The TCE ratio "has become an increasingly important capital ratio in measuring and comparing the purported capital strength of financial institutions," said BNC in a proxy filing Monday. It "gives investors a consistent barometer from one bank to the next to measure and compare the financial strength of institutions."
Strengthening the balance sheet could also increase the likelihood of BCN exiting the Troubled Asset Relief Program. The company received $31 million in Tarp funds in late 2008.

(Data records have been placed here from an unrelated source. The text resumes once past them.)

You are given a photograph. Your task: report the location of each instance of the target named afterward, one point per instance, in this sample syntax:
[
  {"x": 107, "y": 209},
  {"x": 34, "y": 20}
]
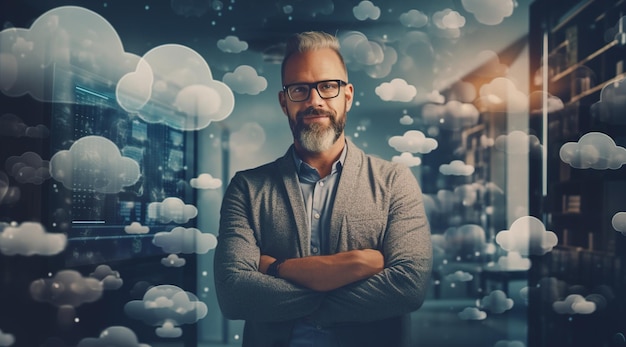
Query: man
[{"x": 325, "y": 246}]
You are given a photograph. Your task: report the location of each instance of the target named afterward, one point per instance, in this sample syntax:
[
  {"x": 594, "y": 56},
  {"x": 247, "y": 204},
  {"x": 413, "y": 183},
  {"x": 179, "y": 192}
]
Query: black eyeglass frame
[{"x": 314, "y": 85}]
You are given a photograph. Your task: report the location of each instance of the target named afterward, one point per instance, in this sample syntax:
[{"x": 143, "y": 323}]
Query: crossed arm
[{"x": 328, "y": 272}]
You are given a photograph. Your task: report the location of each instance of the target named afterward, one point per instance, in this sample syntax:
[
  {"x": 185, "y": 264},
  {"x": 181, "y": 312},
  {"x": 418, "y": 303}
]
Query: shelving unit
[{"x": 585, "y": 46}]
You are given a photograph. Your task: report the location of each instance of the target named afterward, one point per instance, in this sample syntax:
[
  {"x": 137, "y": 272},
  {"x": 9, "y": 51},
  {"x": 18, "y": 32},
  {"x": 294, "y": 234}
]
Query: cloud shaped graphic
[
  {"x": 609, "y": 108},
  {"x": 94, "y": 163},
  {"x": 64, "y": 37},
  {"x": 171, "y": 209},
  {"x": 619, "y": 222},
  {"x": 360, "y": 53},
  {"x": 407, "y": 159},
  {"x": 244, "y": 80},
  {"x": 185, "y": 240},
  {"x": 136, "y": 228},
  {"x": 6, "y": 339},
  {"x": 31, "y": 238},
  {"x": 232, "y": 44},
  {"x": 167, "y": 307},
  {"x": 453, "y": 115},
  {"x": 110, "y": 279},
  {"x": 396, "y": 90},
  {"x": 496, "y": 302},
  {"x": 447, "y": 23},
  {"x": 574, "y": 304},
  {"x": 205, "y": 181},
  {"x": 173, "y": 85},
  {"x": 489, "y": 12},
  {"x": 366, "y": 10},
  {"x": 28, "y": 168},
  {"x": 527, "y": 236},
  {"x": 456, "y": 168},
  {"x": 413, "y": 141},
  {"x": 472, "y": 313},
  {"x": 414, "y": 19},
  {"x": 113, "y": 336},
  {"x": 593, "y": 150},
  {"x": 518, "y": 142},
  {"x": 173, "y": 260},
  {"x": 406, "y": 120},
  {"x": 66, "y": 290},
  {"x": 12, "y": 125}
]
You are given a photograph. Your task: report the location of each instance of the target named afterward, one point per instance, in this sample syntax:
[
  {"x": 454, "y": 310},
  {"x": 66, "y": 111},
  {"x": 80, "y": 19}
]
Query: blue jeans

While BNC says Aquiline "has indicated a willingness to consider" the conversion, it essentially means the investor would go from a preferred position to an almost entirely non-voting, common stock position. And as common stockholder, the firm would not have a liquidation preference in the event of a bankruptcy as it would with preferred shares. Aquiline was also likely offered only non-voting common shares because there are regulatory restrictions on how much voting common stock a private investor can own without seeking extensive approvals. Aquiline currently owns 1.8 million shares of series B preferred stock and 892,799 shares of common stock in BNC. It originally invested $35 million in June 2010.
Aquiline is represented on BNC's board by former Wachovia Chief Executive Ken Thompson. If the conversion is completed, Aquiline would be the largest shareholder, owning more than 20% of the company's outstanding stock and up to 33.3% of BNC's total equity.
BNC, the parent of Bank of North Carolina, is holding its annual shareholders meeting May 21.